Avatar photo

Event Data vs Entity Data — How to store user properties in Keen IO

I frequently get questions about how entity data (aka state data) like user properties should be captured in an event database like Keen IO. For example:

It looks like Keen IO is based on event data. Is there any idea of user traits? Like a user’s age, email address, or ID?

What about something like the number of projects a user has? Is that a user trait or is the recommended way to measure “number of projects” to look at how many times they’ve triggered “Created a Project”?

   
lovely photo by #WOCinTech!

I love getting questions like this, because it shows the person is really digging into their event data modeling and wants to make sure they are doing it the right way. Here’s my response.

Short answer:

You absolutely should record properties or traits about your users in Keen IO. They should be stored as point-in-time properties of the events that you send. There is no separate Keen IO data store for these types of properties. Generally, developers store “current” data or state about their users in their own app database, and then send the current state of those properties along with any events related to a particular user.

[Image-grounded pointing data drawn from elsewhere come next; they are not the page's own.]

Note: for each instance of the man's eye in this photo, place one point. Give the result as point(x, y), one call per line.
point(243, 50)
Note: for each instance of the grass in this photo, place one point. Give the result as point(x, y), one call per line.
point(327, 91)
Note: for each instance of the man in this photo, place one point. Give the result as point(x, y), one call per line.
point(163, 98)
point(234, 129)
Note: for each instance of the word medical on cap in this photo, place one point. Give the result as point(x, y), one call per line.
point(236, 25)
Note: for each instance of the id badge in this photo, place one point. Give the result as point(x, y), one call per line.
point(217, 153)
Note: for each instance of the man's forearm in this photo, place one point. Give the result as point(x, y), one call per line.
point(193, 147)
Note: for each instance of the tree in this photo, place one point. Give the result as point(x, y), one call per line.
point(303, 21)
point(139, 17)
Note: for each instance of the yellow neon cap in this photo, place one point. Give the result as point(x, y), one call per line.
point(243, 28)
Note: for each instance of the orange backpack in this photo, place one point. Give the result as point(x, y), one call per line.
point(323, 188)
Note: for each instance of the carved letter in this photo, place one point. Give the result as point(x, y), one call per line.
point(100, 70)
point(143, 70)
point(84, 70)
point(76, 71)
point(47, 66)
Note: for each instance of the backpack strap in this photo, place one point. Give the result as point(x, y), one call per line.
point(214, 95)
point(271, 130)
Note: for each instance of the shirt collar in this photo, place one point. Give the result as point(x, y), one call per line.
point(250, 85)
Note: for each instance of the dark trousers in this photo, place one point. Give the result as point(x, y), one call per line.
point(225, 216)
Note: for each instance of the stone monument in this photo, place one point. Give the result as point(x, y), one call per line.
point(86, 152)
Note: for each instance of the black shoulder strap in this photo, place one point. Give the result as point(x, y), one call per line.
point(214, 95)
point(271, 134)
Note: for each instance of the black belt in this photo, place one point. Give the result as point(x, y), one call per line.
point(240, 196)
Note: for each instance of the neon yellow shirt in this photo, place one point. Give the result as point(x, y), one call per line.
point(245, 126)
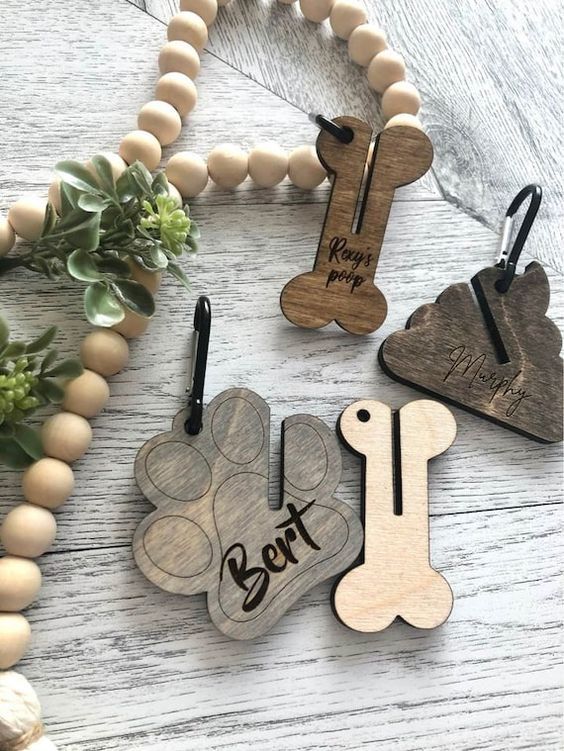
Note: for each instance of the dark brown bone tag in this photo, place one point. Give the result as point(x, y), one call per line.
point(341, 286)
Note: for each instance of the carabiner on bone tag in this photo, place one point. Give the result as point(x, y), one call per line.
point(200, 344)
point(509, 256)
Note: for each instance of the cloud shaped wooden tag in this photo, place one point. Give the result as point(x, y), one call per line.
point(496, 356)
point(396, 578)
point(341, 286)
point(213, 530)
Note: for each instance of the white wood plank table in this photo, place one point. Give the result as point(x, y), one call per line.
point(121, 665)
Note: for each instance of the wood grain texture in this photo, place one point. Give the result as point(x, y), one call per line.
point(341, 286)
point(121, 665)
point(213, 530)
point(496, 355)
point(487, 73)
point(395, 578)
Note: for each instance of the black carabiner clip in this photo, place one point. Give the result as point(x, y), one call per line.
point(508, 258)
point(341, 133)
point(200, 344)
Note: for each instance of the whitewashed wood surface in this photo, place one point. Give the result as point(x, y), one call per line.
point(120, 665)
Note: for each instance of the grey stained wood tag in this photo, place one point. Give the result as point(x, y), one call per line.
point(213, 530)
point(497, 356)
point(396, 578)
point(341, 286)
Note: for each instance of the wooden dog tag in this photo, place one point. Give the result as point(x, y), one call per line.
point(396, 577)
point(213, 530)
point(341, 286)
point(496, 356)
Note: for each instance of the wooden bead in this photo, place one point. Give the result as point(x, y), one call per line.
point(404, 119)
point(15, 633)
point(27, 216)
point(385, 68)
point(132, 325)
point(66, 436)
point(268, 164)
point(206, 9)
point(104, 351)
point(316, 10)
point(160, 119)
point(86, 395)
point(181, 57)
point(188, 172)
point(28, 531)
point(400, 98)
point(20, 581)
point(142, 146)
point(116, 163)
point(48, 482)
point(345, 16)
point(151, 280)
point(188, 27)
point(365, 42)
point(304, 168)
point(228, 165)
point(7, 237)
point(179, 91)
point(175, 194)
point(54, 195)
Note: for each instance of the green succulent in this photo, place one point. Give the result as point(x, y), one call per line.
point(30, 378)
point(105, 228)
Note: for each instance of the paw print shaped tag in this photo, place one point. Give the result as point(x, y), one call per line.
point(213, 529)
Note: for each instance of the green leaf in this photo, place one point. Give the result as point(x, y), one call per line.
point(48, 360)
point(69, 198)
point(66, 369)
point(12, 454)
point(159, 185)
point(194, 230)
point(101, 307)
point(50, 220)
point(42, 342)
point(51, 391)
point(91, 203)
point(29, 440)
point(76, 174)
point(82, 266)
point(4, 332)
point(87, 234)
point(104, 171)
point(134, 296)
point(179, 274)
point(126, 188)
point(158, 257)
point(113, 265)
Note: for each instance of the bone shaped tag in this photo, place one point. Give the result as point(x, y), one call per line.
point(396, 577)
point(213, 530)
point(496, 356)
point(341, 286)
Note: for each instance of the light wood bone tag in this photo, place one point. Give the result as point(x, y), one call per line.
point(497, 356)
point(341, 286)
point(396, 577)
point(213, 530)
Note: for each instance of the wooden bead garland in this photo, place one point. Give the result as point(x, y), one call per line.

  • To count how many projects were created in a given timeframe, count the number of Create_Project events.
  • To find out how many projects were created by a specific user, count the number of Create_Project events, filtered by user.id.
  • To get a list of projects created by a specific user, do a select_unique on Create_Project, filtered by user.id = <user.id>.
  • To find out how many unique users created projects, count the number of Create_Project events with a “count_unique” filter on user.id.
  • Use group_by to get a list of all users or organizations that created projects, and the number of projects they created.
  • Use any of your event properties to do further segmentation and filtering!

Long answer:

It’s important to understand the difference between “entity data” and “event data”.

Entity data is what people normally think of when they imagine data in a database. For example, a user table with columns like first name, last name, organization ID, user ID. Each row in the table represents a user. Perhaps you have a table for products which has properties about your products, where each row is a unique item. Entity data describes the current state of your application (your users, products, prices, etc).

In contrast, event data describes actions that happened in your application. Perhaps the biggest difference between event data and entity data is scale. For every 1 user in your app, you might have hundreds, even thousands of events. Sometimes users are not the only things generating event data. Server logs are another example of event data. Ben Johnson calls event data “behavior data” and I really like the way he describes it in his presentation on “behavioral-databases”:

Event data is described by an action, a timestamp, and snapshot of state.

Another way I describe event data is a verb, a timestamp, and nouns with properties.

So for the Create_Project example your “event collection” name is the action ”Create_Project”. Your timestamp will be applied at the time the event is sent, and state will be all the properties about the user, their platform, your app (perhaps what version of your website they are on), and the new information about the project itself. Using this model you can build extremely advanced analytics about every interaction in your app (or your business).

Every time you record an event, you should send all the relevant entity information that you can. For example, all user traits (user.id, user.age, user.gender, user.email, user.referrer, user.location.state, user.location.country), all agent traits (e.g. agent.browser.version, agent.os, etc), and all the traits you have for any other relevant entities in your app (for example, perhaps you have information about a user’s organization like organization.id,organization.name, organization.subscriptionlevel). Project would be another example of an object for which you could record properties like project.id, project.name, project.birthdate.

By including rich entity information in your event data object, you open up a vast array of filtering opportunities and analysis capabilities on your event data, without having to join various tables across your relational database.